In 2016, my cousin asked for a logo design. Word spread, and I was suddenly freelancing logos without realizing it. By 2017, clients wanted websites too. I didn’t know where to start and was afraid of losing income—I’d already been homeless once. So, I searched for passive income ideas and stumbled onto podcasts. Pat Flynn’s Smart Passive Income became my virtual mentor.
I launched The Tech 50, reviewing gadgets under $50, hoping affiliate marketing would work. It didn’t. But podcasting stuck. I started The James Shannon Show and Blare Radio, bought theblaregroup.com, and in 2018 made it official with an EIN. I learned marketing, built websites, got my first paying clients in 2019, and burned out managing everything—podcasts, ads, lists, and design projects.
2020 tested me harder: a failed e-commerce attempt, Stripe disputes, losing big clients, my father’s death from COVID, an ended relationship, and homelessness again. In 2021, I tried adding social media services but couldn’t focus. Clients drifted away, podcasts stopped, and I questioned whether business was even for me.
In 2022, I pulled back completely. My twin brother and I built a personal system to bring order to chaos—four personas for life: Dizzie (personal), Sinema (private), Houdini (professional), and Messha (public). Together, we formed Pleqs (short for “complex,” pronounced plexs) because everything we built felt like an intricate web. That same year, I created the name Messha from my name (MES + SHA), not yet knowing exactly how big it would become.
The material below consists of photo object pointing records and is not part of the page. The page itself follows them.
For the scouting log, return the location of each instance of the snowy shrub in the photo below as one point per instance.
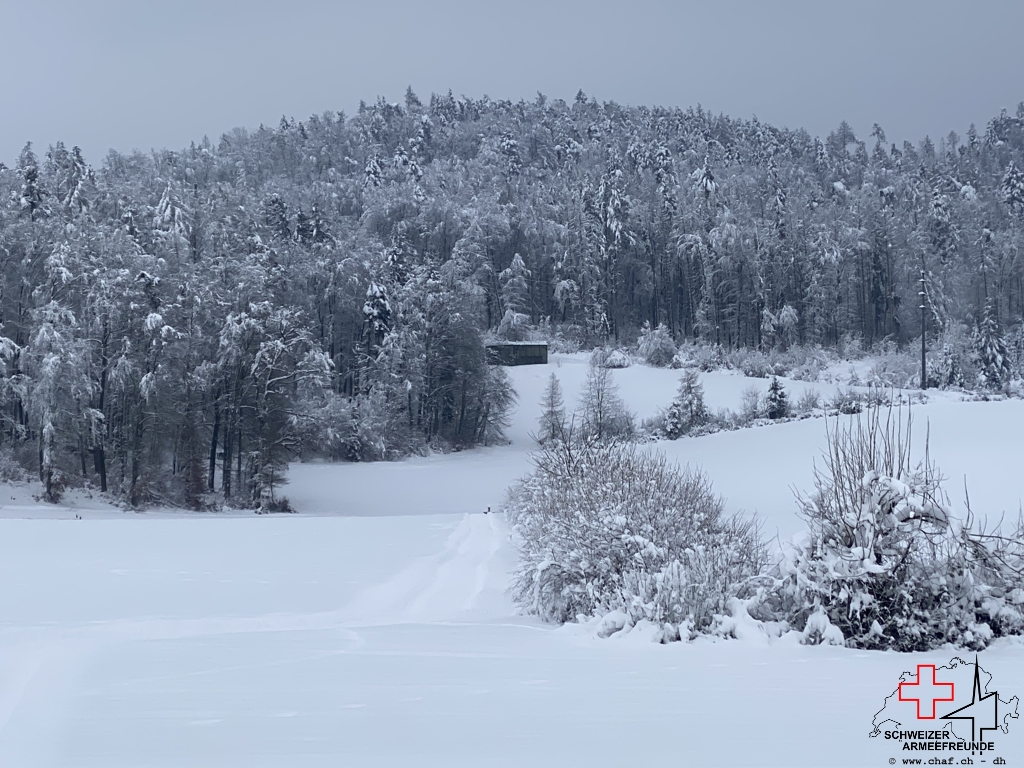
(776, 401)
(809, 401)
(552, 424)
(951, 361)
(605, 528)
(610, 357)
(850, 347)
(882, 564)
(845, 401)
(1015, 347)
(991, 351)
(655, 346)
(602, 413)
(895, 368)
(687, 411)
(751, 404)
(700, 355)
(10, 470)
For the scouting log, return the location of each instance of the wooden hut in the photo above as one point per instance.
(517, 353)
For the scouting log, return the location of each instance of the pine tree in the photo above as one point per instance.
(776, 402)
(604, 414)
(993, 358)
(687, 411)
(1013, 188)
(552, 420)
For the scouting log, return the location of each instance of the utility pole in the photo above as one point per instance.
(924, 322)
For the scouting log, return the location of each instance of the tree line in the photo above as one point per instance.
(177, 326)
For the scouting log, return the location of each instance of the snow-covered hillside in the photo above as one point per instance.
(373, 628)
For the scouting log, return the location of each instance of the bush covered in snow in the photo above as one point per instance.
(687, 412)
(610, 357)
(883, 563)
(655, 346)
(602, 415)
(604, 528)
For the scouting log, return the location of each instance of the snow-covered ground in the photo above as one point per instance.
(373, 628)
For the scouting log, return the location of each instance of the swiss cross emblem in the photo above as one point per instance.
(927, 691)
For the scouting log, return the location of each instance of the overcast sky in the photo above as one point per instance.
(138, 74)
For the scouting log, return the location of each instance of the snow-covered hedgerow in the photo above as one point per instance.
(606, 528)
(884, 564)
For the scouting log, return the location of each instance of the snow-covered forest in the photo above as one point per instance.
(176, 324)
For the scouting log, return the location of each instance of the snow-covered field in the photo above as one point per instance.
(373, 628)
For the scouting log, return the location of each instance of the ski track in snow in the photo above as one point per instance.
(387, 637)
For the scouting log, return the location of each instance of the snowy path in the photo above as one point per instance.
(407, 652)
(374, 629)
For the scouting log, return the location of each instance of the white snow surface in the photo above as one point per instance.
(373, 629)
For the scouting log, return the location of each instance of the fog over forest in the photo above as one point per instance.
(181, 324)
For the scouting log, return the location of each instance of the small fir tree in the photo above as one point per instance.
(776, 402)
(552, 413)
(688, 411)
(993, 357)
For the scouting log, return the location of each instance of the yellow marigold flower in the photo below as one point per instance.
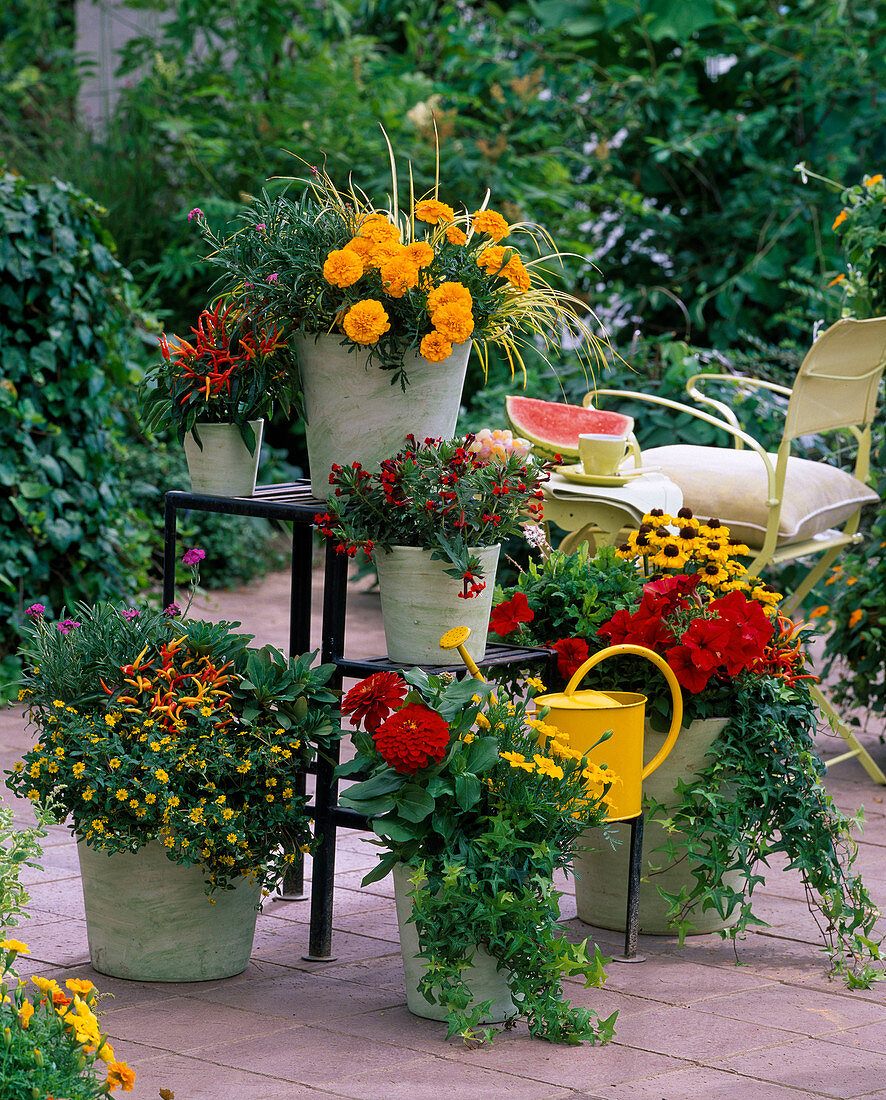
(434, 212)
(14, 945)
(435, 348)
(342, 267)
(420, 253)
(491, 223)
(365, 321)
By 2023, we co-founded Virsie to help beginners start businesses, but creative differences ended that. Meanwhile, I began organizing ventures under Messha: websites through Blare, logos through what was then Trayce, document help with Dox, sports pick’em with PXPX. Most fizzled, but the idea stuck.
In 2024, the spark reignited. My kids’ mother needed a website and social media help, then a friend’s wife needed one for her nonprofit. I dusted off SuiteDash, realizing I hated juggling dozens of tools—hosting here, scheduling posts there, CRM elsewhere. That’s when it clicked: what if everything was unified?
In 2025, I made it official. Messha LLC became the holding company with four divisions—Blare (websites & hosting), Clarity (branding & design), Signal (social media), and Voices (podcasting & audio). Together, they form Nava Solutions, built to help entrepreneurs navigate their digital presence.
The end goal? A true self-service platform where anyone can build and manage their digital footprint without tech headaches—but with the option for human help when needed.
From custom MySpace pages to Messha LLC and Nava Solutions, it wasn’t a straight line. It was failure, reinvention, tragedy, and a relentless pull to build something meaningful. But every twist made the vision clearer:
Messha isn’t just a company—it’s the platform I wish I had when I was trying to start mine.